CISL backs temperature-based climate metrics for pension funds

A temperature scoring framework, which could tell pension funds instantly how well they align with the Paris Agreement, is being championed by Cambridge Institute for Sustainability Leadership's (CISL) Investment Leaders Group (ILG).

The organisation argued that a temperature-based score would be easy to understand both by professional investors and the general public, while it stated that the now commonly used greenhouse gas emissions used as a reporting metric did not show whether an asset's emissions path was consistent with the Paris ambition.

Conversely, the ILG said that a temperature score as the “ideal metric” as it “offers a meaningful, outcome-based number in degrees centigrade that reveals instantly how a fund aligns with the Paris ambition”.

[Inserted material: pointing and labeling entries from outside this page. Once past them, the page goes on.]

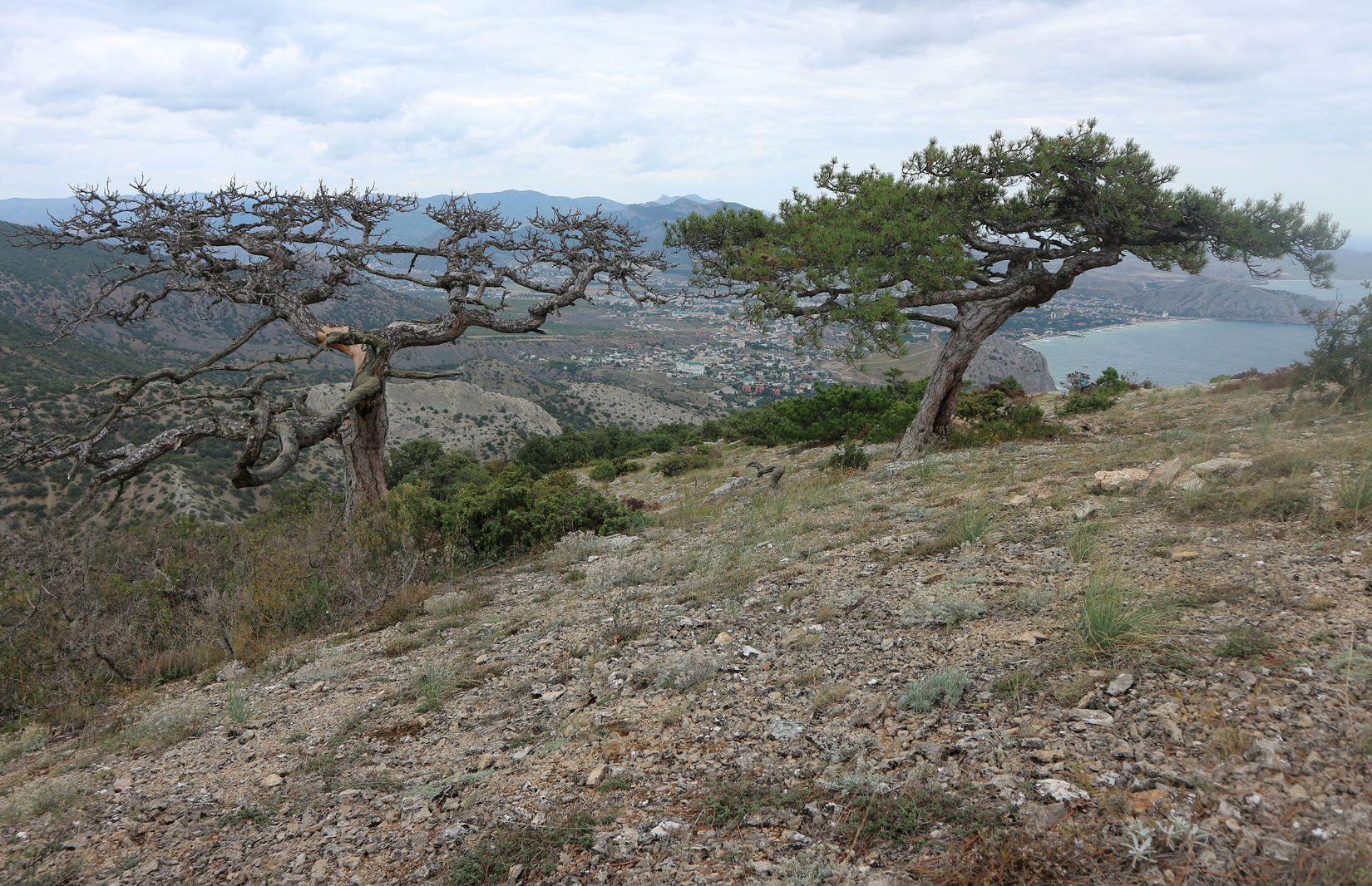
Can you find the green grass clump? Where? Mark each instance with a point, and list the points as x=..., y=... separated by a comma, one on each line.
x=910, y=818
x=434, y=685
x=1082, y=544
x=1355, y=494
x=943, y=686
x=165, y=725
x=490, y=859
x=848, y=457
x=1245, y=642
x=728, y=804
x=236, y=704
x=1110, y=619
x=945, y=612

In its research, which involved examining 15 funds ranked top in CDP’s 2019 Climetrics Fund Awards, ILG found that climate intensity was the most commonly used measure of climate performance, but raised concern about the lack of a standardised method of calculation.

It also noted that just three of the funds reviewed sought to demonstrate their alignment with the Paris Agreement through their metrics, with two measuring their performance in terms of the percentage of assets aligned with a 2°C global warming scenario, while one expressed its emissions performance as a temperature score.

The research concluded: “Clarity, simplicity and ready interpretation are core strengths of a measure designed for non-specialist investors, and the temperature score has them all. No measure of performance sits alone, and climate is no exception.

“Investment managers may wish to report carbon intensity figures, for example, to distinguish their products from industry norms; similarly, reporting the proportion of an asset’s revenue derived from ‘green solutions’ may be material to investors, as might an assessment of exposure to climate risks.

“Nonetheless, we believe the temperature score is the obvious candidate to act as a universal measure of climate performance for the industry, and should be adopted as a basic reporting requirement across all funds, not only ones with specific climate claims.”

The ILG is a voluntary global network of pension funds, insurers and asset managers committed to advancing the practice of responsible investment, with its ranks including the likes of Aon, HSBC State Street and Zurich and members holding over £14trn in assets under management.

The ILG said an upcoming second part of the research would “examine the design of temperature scores, including the underlying science, methods of emissions projection, and distribution of carbon budgets”.